Катя, словно маленькая собачонка, которой дали чуточку свободы, забежала за поворот. Ей двигал неизбывный, детский интерес – исследовать это новое, необъятное место. Там, в тени высокой, обшарпанной стены, она увидела гигантскую, тёмную глыбу, воняющую потом и затхлым табаком.

Это был Громила.

Она тихонечко воспользовалась моментом, чтобы впервые его рассмотреть. Впервые он оказался с ней на одном уровне. Его лицо, обычно искажённое гримасой ярости или скуки, сейчас было расслабленным, почти безмятежным, что само по себе казалось чудовищным. Грубые, багровые шрамы, тянущиеся от виска к подбородку, казались менее угрожающими в этом странном свете. Глаза, глубоко посаженные, с нависшими бровями, обычно мечущие искры злобы, теперь были прищурены в выражении, похожем на глубокое раздумье или даже умиление. Толстый, обкусанный нос и широкий рот с пухлыми губами, часто кривящимися в ухмылке, были на удивление мягкими.

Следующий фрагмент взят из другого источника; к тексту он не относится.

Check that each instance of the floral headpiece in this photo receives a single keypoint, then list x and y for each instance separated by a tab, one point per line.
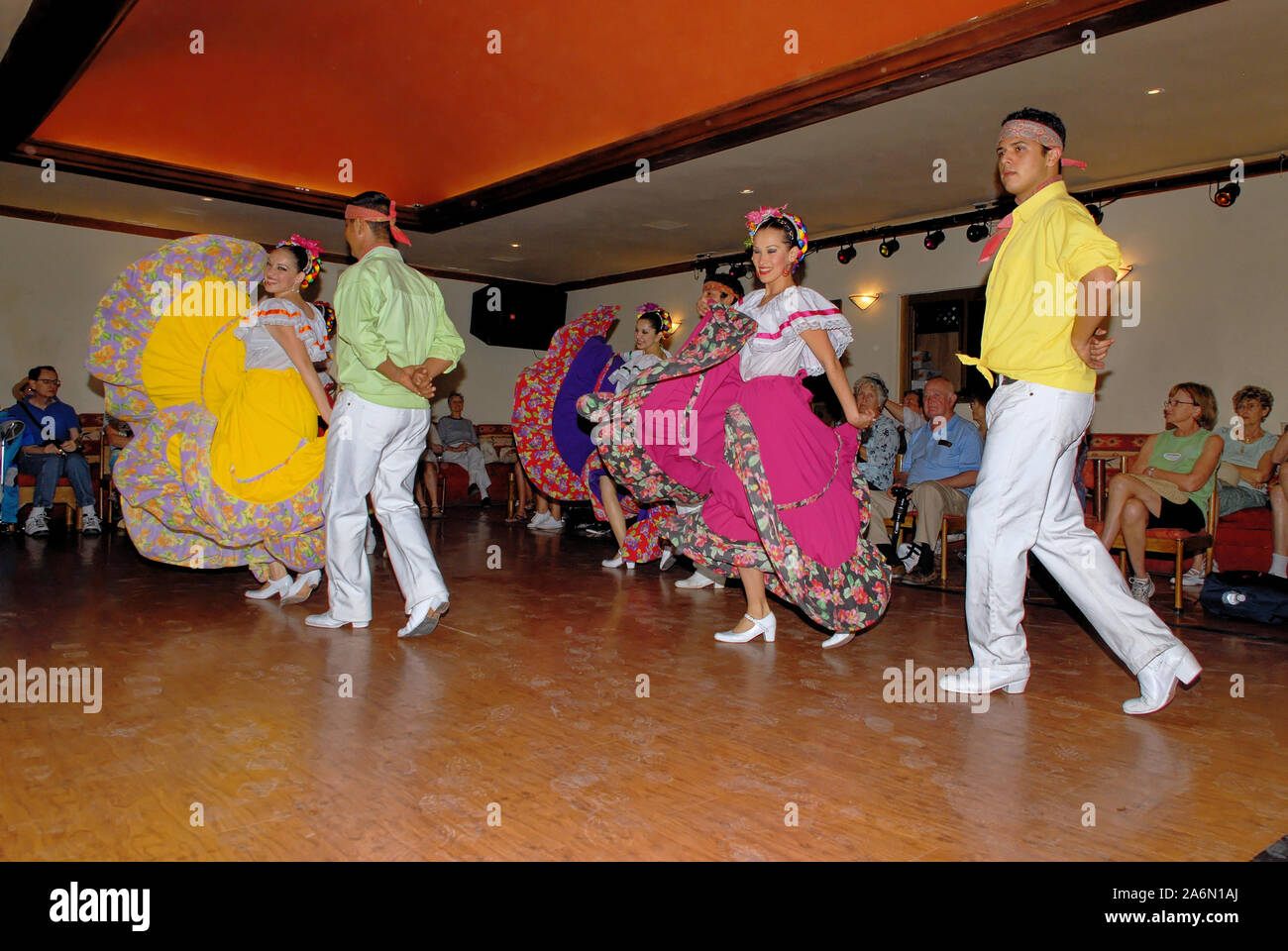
760	217
661	312
313	251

Он сидел на корточках, а его огромные, мозолистые пальцы разворачивали обёртку от чего-то непонятного в голубой этикетке "Милки Вэй". Он дожевал это что-то, и вдруг в его огромных, как кувалды, руках появилось вновь что-то маленькое и пушистое. В ногах у него крутились кошки. Разные – одна чёрная, тощая, с обломанным ухом, медленно тёрлась о его грязный сапог. Другая, рыжая, с клочковатой шерстью и одним глазом, жадно вылизывала что-то с его ладони. И третья, серая, с порванным хвостом, осторожно забиралась ему на колени. Громила с нежностью, которую Катя никогда не видела на его лице, поглаживал их, что-то тихо бормоча себе под нос. Он даже не смотрел на неё, полностью поглощённый этими созданиями.

Катя не могла поверить своим глазам. Громила. Нежный. Гладящий кошек. Она замерла, её маленькие пальцы сами потянулись к глазам, чтобы протереть их, убедиться, что это не сон. Но видение не исчезло.

Испугавшись чего-то неопознанного, того, что разрушало привычный ей мир, Катя попятилась. Она быстро вернулась к бандитам, стоявшим у выхода.

– Я… я обратно. Мне… мне плохо, – прошептала она, её голос дрожал.

– Разве такое бывает? Что-то такое прекрасное, вне этого страшного места. Я хочу туда, очень хочу! Навсегда! Я вырасту, Лёха вырастет, и мы уйдём отсюда!

Бандит пожал плечами, пропустил её обратно в душное помещение. Запах гнили и антисептика снова обволок её, но теперь он казался более привычным, менее пугающим.

Вечером, после очередного, теперь уже менее травматичного урока с Доктором, Катя снова получила разрешение подышать.

2. Кнут и пряник.

Доктор сам об этом заговорил, видя её усидчивость и прогресс.

– Ты хорошо поработала, дитя, – сказал он своим бесцветным голосом. – Свежий воздух полезен для концентрации.

Он придумал новый способ мотивировать её учиться. Награда. Это было новое, необычное ощущение. Она была рада выйти и с удовольствием не возвращаться.

– Я не могу думать, моя голова пуста, я чувствую себя так пусто, я ничего не хочу…

На улице уже сгустилась ночь, воздух был свеж и прохладен.

– Я хочу научиться зашивать не только тела… но и небо. Оно тоже всё в дырах, – пробормотала она, глядя на звёздное небо.

Едва ощутимый, лёгкий, будто шёпот, дождь начал капать на её лицо. Катя замерла. Это было странно. Мелкие, ледяные капельки ласково касались её кожи, стекали по ресницам, не причиняя боли. Это было так непохоже на жжение мази, на холодные прикосновения инструментов. Это было чисто. Она подняла голову, позволяя каплям падать на губы, пробуя их на вкус – пресная, холодная вода.

В руках Катя сжимала аккуратно завёрнутый в тряпицу кусочек свинины – её "плата" за выход. Теперь она знала, зачем ей эта свинина. С новой, неведомой решимостью, смешанной с любопытством, она вновь побежала за поворот. Первым делом она осмотрела место, где сидел Громила – убедиться, что этого "куска живого каменного мяса" там нет. Его и правда не было.